Pub Date: May 1st, 1999
ISBN: 0-8050-6108-8
Publisher: Henry Holt

An archeologist searches for a Portuguese shipwreck in this young award-winning Australian writer’s American debut. Among the sand dunes in a remote part of New South Wales, David Norfolk searches for remnants of a Portuguese sailing ship that, according to shadowy evidence, ran aground there in the early 16th century. Since history gives most of the credit for European discovery of Australia to the English, finding the ship would be a significant event, insuring a boost to Norfolk’s floundering career. Bradley intercuts Norfolk’s actions with accounts of early Portuguese and Spanish rivalries south of the equator, and with tales of early map-making—arguably the most entertaining part of the book. Norfolk’s quest seems minor by comparison, as does the man himself. With his funding run out, he discovers a corpse on the last days of his dig. The police agree that he’s stumbled upon a murder, but it’s a 50-year-old one, and they aren—t much interested. Meanwhile, up the beach a way, in a shack without running water, an old man named Kurt Seligmann is dying. Norfolk suspects that Seligmann knows the secret of the murder—and that it’s tied to the shipwreck. He enlists a friend, a woman physician who happens to love him, to care for Seligmann in his final days, and slowly Seligmann’s story emerges. It’s the story of The English Patient, and told in the same manner: Seligmann and a friend sought the shipwreck, but WWII intervened.

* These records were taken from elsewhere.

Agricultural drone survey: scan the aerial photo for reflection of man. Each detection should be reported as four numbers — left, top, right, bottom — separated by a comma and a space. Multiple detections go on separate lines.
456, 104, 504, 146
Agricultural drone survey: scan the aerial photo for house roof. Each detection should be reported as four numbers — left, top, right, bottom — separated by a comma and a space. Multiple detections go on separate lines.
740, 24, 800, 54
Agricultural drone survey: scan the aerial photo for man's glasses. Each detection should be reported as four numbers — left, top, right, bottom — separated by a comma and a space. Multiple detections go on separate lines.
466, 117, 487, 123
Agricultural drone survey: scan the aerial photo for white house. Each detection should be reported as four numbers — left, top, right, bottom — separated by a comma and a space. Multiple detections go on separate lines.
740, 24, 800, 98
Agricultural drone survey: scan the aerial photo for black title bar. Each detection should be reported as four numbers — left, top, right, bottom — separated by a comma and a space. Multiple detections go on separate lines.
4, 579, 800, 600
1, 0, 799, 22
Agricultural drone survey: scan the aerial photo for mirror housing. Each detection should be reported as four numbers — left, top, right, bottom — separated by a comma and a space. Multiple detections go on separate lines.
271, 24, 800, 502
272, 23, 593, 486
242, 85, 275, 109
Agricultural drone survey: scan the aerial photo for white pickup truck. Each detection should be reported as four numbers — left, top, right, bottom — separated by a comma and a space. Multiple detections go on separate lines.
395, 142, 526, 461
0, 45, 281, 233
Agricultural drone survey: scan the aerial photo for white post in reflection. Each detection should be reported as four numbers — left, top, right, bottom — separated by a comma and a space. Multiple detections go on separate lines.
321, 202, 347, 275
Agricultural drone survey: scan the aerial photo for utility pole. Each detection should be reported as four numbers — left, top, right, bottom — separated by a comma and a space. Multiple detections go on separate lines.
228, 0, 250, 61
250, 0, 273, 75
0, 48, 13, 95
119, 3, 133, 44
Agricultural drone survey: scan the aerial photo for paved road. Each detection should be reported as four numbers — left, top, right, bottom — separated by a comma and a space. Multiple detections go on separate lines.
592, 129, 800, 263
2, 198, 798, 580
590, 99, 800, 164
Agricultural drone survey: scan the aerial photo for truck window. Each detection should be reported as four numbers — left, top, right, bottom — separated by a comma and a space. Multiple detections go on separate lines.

Seligmann also had a passionate affair with his friend’s wife. Yes, yes, but where is the shipwreck? In the final scenes, Norfolk learns that Seligmann, in a terrible rage over the loss both of his friend and his lover, burned it. And thus does Bradley offer the reader a heavy-handed ending to an overwrought, imitative story. Bradley is talented, but this outing, masquerading as high literature, is plain unoriginal.